Saturday, July 20, 2013

No signs Washington to come to Detroit’s rescue



WASHINGTON (AP) — Throughout the bleakest times of the truly great Recession, Congress agreed in bipartisan votes to bail out 2 of Detroit’s biggest businesses, GM and Chrysler.


Today, however, there seems little appetite from either Democrats or Republicans in Washington for the federal rescue with the birthplace of the automobile industry. Detroit now stands for the largest American city ever to file for bankruptcy protection.

A real bailout could be huge, perhaps as much as $20 billion. Federal resources are strained, using the national debt at $16.7 trillion and the us government struggling beneath the constraints of automatic spending cuts that took effect in March.

President Barack Obama has experienced a tough the required time getting his present proposals through Congress, where Democrats hold a narrow majority within the Senate and Republicans will be in firm control of your home.

“I think it could be a waste of the president’s time for it to even propose it.
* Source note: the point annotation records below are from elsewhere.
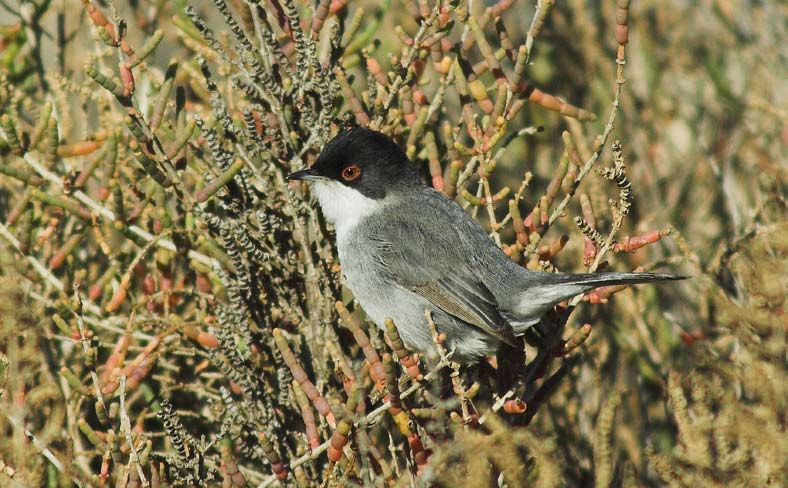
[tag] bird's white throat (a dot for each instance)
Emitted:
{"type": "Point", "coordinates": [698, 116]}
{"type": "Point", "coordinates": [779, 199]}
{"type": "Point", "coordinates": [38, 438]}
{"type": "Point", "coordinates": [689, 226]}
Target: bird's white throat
{"type": "Point", "coordinates": [343, 206]}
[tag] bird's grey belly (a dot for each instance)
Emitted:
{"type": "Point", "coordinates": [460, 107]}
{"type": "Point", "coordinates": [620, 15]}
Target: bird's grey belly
{"type": "Point", "coordinates": [382, 298]}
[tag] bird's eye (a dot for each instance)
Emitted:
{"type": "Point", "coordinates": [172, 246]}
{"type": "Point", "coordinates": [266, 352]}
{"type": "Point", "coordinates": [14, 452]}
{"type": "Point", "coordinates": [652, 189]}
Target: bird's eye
{"type": "Point", "coordinates": [351, 173]}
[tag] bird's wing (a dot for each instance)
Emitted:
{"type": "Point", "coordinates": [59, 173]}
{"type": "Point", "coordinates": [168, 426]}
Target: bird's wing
{"type": "Point", "coordinates": [439, 265]}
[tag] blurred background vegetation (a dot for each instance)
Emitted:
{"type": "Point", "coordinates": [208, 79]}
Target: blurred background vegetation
{"type": "Point", "coordinates": [167, 300]}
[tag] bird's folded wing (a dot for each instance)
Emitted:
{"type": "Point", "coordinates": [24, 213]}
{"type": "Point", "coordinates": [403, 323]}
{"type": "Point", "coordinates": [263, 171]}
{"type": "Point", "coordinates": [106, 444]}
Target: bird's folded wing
{"type": "Point", "coordinates": [436, 269]}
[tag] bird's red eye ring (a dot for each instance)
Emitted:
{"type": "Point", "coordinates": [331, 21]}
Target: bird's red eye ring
{"type": "Point", "coordinates": [351, 173]}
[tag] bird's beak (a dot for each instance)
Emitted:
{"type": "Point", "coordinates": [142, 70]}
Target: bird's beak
{"type": "Point", "coordinates": [309, 174]}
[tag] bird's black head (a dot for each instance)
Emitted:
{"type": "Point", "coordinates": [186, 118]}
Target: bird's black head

His plate is really full and throwing Detroit into the mix is the last thing in the world he’d want, ”said Ross Baker, a political science professor at Rutgers University which specializes in Congress. “I think the era of massive government bailouts has ended.”


Political leaders in Washington haven%u2019t pushed for any bailout of Detroit, that has been the country’s fourth-largest city in the 1950s speculate has received a declining population, accelerated by hard times in the auto industry during and following the punishing 2008-2009 recession.

Congress continues to be in the near - gridlock territory. Opportunities for spending poisonous of cash with a bailout for Detroit seem severely limited. The White Property is going for a wait-and-see approach, but clearly exhibiting little enthusiasm for the next big bailout.